The state's problems involve a larger "California philosophy" that is relatively new in its history; one that now curbs production but not consumption, and worries more about passing laws than how to pay for them.If the professor studied NewAge he'd know what that "larger 'California philosophy' that is relatively new in its history" was.
California uses more gasoline than any other state and has the most voracious appetite for electricity. But Californians also enact the most obstacles to producing their own sources of oil, natural gas and nuclear power. State referenda and the legislature have made it the hardest state in the nation to raise taxes and the easiest to pass costly new laws.
The state's mineral and timber industries are nearly moribund. At a time of skyrocketing food prices, more than a quarter-million acres of some of the wealthiest agricultural land in California's Central Valley lie idle due to court-driven irrigation cutoffs - costing thousands of jobs and robbing the state of millions of dollars in revenue.
Home prices stay prohibitive along the upscale coastal corridor from San Francisco to San Diego, even as millions of acres of open spaces there remain off limits for new housing construction.
Most refined Californians who regulate how the state's natural resources are used live on the coast far away from - and do not always understand - those earthier people who struggle to develop them.

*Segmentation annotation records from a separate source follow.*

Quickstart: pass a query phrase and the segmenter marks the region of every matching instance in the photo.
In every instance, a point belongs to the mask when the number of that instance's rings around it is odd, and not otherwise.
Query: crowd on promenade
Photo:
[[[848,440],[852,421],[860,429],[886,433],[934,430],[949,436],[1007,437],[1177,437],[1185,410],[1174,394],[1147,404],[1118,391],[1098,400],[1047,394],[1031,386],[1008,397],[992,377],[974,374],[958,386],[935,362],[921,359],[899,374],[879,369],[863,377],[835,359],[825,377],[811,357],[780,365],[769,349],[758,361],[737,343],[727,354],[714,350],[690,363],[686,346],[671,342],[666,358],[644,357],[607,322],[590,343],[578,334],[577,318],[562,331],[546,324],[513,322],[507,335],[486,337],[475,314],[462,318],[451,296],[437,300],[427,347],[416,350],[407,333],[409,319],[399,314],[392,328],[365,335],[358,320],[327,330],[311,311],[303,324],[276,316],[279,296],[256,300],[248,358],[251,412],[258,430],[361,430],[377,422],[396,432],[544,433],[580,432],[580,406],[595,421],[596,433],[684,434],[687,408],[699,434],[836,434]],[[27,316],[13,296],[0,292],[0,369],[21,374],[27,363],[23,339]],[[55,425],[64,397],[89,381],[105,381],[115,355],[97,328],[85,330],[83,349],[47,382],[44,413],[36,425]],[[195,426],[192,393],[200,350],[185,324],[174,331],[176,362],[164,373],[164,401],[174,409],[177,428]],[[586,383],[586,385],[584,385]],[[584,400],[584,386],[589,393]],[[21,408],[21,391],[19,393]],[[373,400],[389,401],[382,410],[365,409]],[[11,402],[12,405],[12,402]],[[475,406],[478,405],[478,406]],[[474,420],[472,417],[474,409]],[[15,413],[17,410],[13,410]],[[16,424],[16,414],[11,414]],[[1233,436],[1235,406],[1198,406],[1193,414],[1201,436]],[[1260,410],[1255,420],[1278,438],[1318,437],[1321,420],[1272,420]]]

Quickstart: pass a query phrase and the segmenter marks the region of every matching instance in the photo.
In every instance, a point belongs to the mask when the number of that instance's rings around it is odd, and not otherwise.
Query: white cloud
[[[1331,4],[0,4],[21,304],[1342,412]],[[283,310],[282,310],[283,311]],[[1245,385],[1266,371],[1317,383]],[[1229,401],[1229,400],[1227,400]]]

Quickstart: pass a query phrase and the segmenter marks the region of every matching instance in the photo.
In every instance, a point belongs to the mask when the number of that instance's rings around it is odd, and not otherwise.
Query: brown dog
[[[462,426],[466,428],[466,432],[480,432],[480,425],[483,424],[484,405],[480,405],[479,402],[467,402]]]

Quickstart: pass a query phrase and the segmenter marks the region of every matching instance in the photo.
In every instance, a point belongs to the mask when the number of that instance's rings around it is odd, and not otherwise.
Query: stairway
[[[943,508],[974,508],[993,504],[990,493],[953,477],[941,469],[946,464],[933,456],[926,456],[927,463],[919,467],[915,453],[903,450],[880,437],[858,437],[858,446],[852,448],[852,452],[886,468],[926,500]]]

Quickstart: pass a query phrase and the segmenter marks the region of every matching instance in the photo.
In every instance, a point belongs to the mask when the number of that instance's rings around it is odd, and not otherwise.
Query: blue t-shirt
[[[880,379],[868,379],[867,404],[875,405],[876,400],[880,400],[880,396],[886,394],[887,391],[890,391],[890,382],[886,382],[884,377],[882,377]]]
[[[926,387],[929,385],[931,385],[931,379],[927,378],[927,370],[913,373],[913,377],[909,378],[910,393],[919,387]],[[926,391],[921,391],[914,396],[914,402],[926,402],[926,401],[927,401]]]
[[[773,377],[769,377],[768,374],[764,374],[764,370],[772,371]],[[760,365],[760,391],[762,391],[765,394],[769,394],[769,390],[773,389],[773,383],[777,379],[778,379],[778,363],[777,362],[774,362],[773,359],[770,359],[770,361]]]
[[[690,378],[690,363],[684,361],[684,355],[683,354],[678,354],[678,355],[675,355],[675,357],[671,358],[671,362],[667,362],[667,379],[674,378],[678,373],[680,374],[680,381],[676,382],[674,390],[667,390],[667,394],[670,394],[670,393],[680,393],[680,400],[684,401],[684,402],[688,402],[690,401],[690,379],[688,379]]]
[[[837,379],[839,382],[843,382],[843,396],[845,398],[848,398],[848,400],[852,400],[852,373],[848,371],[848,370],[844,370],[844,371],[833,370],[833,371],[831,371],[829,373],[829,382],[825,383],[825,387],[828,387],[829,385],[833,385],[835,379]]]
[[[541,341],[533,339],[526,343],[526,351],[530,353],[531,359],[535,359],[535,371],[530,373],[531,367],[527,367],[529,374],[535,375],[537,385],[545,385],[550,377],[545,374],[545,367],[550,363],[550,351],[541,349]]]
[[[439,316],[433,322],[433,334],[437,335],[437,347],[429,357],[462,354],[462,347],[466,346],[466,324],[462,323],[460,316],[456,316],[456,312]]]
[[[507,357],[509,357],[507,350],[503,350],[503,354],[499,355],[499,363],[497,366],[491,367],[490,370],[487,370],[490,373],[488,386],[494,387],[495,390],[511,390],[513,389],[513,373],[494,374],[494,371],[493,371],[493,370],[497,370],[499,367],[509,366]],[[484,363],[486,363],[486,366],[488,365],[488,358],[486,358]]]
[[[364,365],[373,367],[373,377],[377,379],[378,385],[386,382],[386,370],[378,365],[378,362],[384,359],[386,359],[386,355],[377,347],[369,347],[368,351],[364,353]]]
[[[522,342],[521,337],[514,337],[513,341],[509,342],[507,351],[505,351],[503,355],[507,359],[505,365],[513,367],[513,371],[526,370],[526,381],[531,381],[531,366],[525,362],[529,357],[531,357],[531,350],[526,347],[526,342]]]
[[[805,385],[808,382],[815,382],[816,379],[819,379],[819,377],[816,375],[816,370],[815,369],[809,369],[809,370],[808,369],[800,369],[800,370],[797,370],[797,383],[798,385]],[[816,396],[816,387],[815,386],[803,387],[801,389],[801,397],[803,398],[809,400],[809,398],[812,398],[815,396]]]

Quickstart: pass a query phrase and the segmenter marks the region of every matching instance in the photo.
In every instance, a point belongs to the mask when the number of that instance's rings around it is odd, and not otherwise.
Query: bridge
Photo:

California does not ask its millions of foreign immigrants to come with legal status, speak English or arrive with high school diplomas, but then is confused when its entitlement and legal costs skyrocket. Billions of dollars in remittances are sent from California to Mexico - but without the state being curious whether some of the remitters are on some sort of state-funded public assistance.
Oh well, at least he got the "new" part right.